There’s much excitement at the moment because my translation of Simone Buchholz‘s wonderful German noir Krimi Blue Night (Blaue Nacht) is coming out in paperback at the end of March, published by the equally wonderful Orenda Books. It’s already available as an e-book and there are plenty of reviews available via the blog tour, so if you want to know more about it, there are lots of things to look at (and isn’t that cover pretty?!).
I don’t seem to have written much about the actual business of translating, so perhaps this is a good place to start. Or maybe I should go back a bit further to the bit about finding a project, or a project finding me… Or back to the gender imbalance in translated literature noticed in earnest a few years ago, a realisation that led to Women in Translation Month, the Warwick Prize for Women in Translation and various other articles and initiatives. One such project was Lit Hub‘s Women to Translate series.
All these strands came together for this book after I had a meeting with Karen Sullivan of Orenda Books at the London Book Fair in 2016 and we began looking for a project to work on together. Among the books I read and reported on for Orenda was Blaue Nacht, and the German publisher, Suhrkamp, had flagged it up to them as having been included on Katy Derbyshire’s piece 10 German Books by Women We’d Love to See in English, which was exactly the desired effect.

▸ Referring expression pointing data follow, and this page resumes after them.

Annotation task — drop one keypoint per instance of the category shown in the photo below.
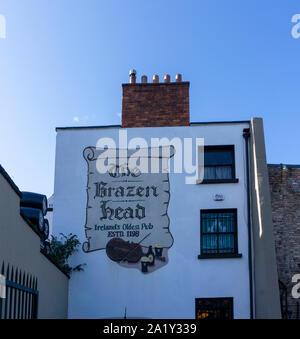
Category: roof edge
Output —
(10, 181)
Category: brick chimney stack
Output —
(155, 104)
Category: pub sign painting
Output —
(127, 209)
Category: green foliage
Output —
(61, 248)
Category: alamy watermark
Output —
(138, 156)
(2, 287)
(2, 27)
(296, 28)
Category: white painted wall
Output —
(104, 289)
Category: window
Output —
(219, 164)
(214, 308)
(219, 233)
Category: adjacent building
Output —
(285, 198)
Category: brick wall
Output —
(155, 104)
(285, 198)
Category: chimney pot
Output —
(167, 78)
(178, 77)
(132, 76)
(155, 79)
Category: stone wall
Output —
(285, 196)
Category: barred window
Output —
(219, 163)
(218, 232)
(214, 308)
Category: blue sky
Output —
(63, 62)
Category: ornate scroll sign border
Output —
(149, 250)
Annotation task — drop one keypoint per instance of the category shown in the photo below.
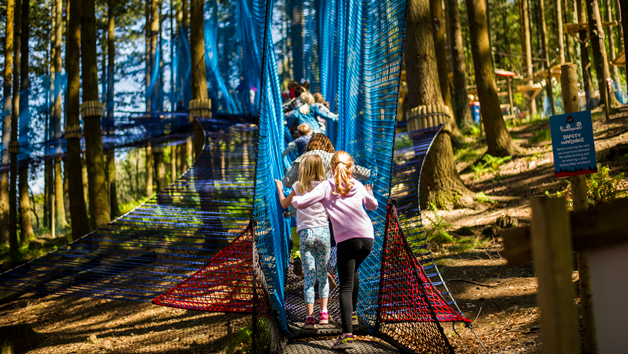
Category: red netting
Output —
(410, 309)
(225, 284)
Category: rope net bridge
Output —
(216, 238)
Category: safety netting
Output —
(156, 246)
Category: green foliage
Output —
(541, 135)
(601, 187)
(489, 164)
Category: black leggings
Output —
(351, 253)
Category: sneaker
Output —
(298, 267)
(309, 323)
(332, 282)
(323, 318)
(344, 342)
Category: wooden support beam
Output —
(596, 228)
(553, 261)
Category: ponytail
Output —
(343, 167)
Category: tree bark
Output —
(611, 45)
(26, 227)
(596, 32)
(78, 208)
(160, 168)
(526, 46)
(59, 198)
(13, 144)
(111, 62)
(497, 137)
(440, 45)
(584, 56)
(560, 35)
(6, 119)
(548, 85)
(440, 182)
(149, 170)
(97, 184)
(297, 25)
(199, 78)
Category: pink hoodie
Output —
(346, 213)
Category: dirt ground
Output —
(499, 300)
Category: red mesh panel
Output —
(406, 293)
(225, 284)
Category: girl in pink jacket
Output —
(344, 198)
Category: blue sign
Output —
(573, 144)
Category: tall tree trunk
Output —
(611, 44)
(461, 110)
(567, 13)
(526, 46)
(97, 185)
(59, 198)
(149, 170)
(13, 144)
(440, 182)
(147, 55)
(6, 126)
(584, 56)
(596, 32)
(497, 137)
(561, 37)
(160, 168)
(111, 61)
(78, 208)
(199, 78)
(155, 28)
(26, 227)
(297, 25)
(546, 64)
(621, 12)
(440, 45)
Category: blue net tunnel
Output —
(225, 208)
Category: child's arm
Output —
(316, 195)
(362, 173)
(285, 201)
(291, 147)
(370, 203)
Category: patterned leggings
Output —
(315, 249)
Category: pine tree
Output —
(92, 113)
(497, 137)
(460, 102)
(440, 182)
(6, 119)
(76, 182)
(26, 227)
(13, 144)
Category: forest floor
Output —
(500, 300)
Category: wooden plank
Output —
(597, 228)
(553, 261)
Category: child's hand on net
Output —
(279, 185)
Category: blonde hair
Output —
(310, 169)
(304, 129)
(306, 98)
(318, 98)
(342, 164)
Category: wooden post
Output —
(552, 253)
(510, 100)
(569, 80)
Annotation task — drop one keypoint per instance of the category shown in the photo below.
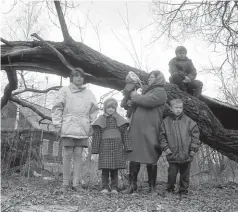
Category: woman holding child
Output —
(144, 129)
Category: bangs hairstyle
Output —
(77, 71)
(175, 102)
(180, 49)
(156, 73)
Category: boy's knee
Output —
(68, 152)
(176, 78)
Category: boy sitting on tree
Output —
(183, 73)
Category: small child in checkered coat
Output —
(110, 141)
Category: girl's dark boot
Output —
(134, 169)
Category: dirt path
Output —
(40, 196)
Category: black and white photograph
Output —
(119, 106)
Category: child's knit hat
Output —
(180, 49)
(110, 102)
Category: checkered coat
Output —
(111, 149)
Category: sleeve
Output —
(151, 100)
(96, 139)
(192, 71)
(58, 108)
(125, 137)
(173, 68)
(94, 110)
(194, 132)
(163, 138)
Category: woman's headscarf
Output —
(159, 81)
(159, 78)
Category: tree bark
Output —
(103, 71)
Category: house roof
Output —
(34, 118)
(29, 115)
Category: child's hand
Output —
(129, 102)
(187, 79)
(192, 153)
(90, 133)
(168, 152)
(133, 93)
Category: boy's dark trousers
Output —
(184, 170)
(134, 168)
(114, 178)
(194, 87)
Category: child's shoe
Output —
(183, 194)
(114, 191)
(105, 191)
(77, 188)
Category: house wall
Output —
(8, 118)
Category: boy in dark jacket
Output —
(183, 73)
(179, 139)
(110, 141)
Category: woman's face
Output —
(110, 110)
(78, 80)
(151, 79)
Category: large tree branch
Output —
(55, 51)
(106, 72)
(54, 88)
(11, 86)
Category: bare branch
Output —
(54, 50)
(55, 88)
(28, 105)
(67, 38)
(11, 86)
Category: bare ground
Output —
(37, 194)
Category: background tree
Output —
(216, 23)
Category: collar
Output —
(174, 117)
(113, 115)
(73, 88)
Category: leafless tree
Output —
(213, 21)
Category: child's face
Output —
(78, 80)
(177, 109)
(181, 55)
(151, 79)
(110, 110)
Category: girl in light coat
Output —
(74, 110)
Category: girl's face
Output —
(151, 79)
(110, 110)
(78, 80)
(181, 55)
(177, 109)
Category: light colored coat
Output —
(74, 111)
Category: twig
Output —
(28, 105)
(67, 38)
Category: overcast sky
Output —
(114, 39)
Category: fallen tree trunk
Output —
(103, 71)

So. Suffice to say that I was hooked. There’s a hard-boiled poetry to Simone’s writing, Riley is an engaging, sardonic, feminist heroine like a 21st-century, female, Hamburg-based Philip Marlowe, and there’s a gripping, fast-paced plot – what’s not to like?
Then, the wheels of international publishing ground on slowly, eventually resulting in a translation contract. Followed immediately by self-doubt. Could I do this? Could I really recreate Riley’s voice in English? One of the things I love so much about Simone’s text is the way every word is precisely placed, carefully chosen, doing its job. Could I really have the nerve to pull off the same trick in another language that works so differently? Would it risk tipping over into a Chandleresque pastiche?
Blue Night has been such fun to work on, and so full of challenges. There are the linguistic difficulties, the cultural differences, the need to convey the sense of Hamburg (a city I’ve never visited, but long to see) and occasional snippets of Austrian and Hamburg dialect. I’ve done my best by the voice and tried to convey the same effects, even if not always by the same means. I’m enormously grateful to friends and colleagues in real life conversation, professional forums and social media for their help, inspiration and flashes of genius, which have found their way into the text, and to everyone who’s read various drafts, especially my long-suffering husband! I’m thrilled that Karen took up my suggestion of including a map so that readers can see how the various streets, cafés and bars etc relate to each other. I’m also grateful to West Camel for his careful and sensitive edits.
Now, having laboured and agonised over every word, and read the whole thing aloud to check for the music of the text, it’s nearly time to release it into the wild and see if English readers share my enthusiasm.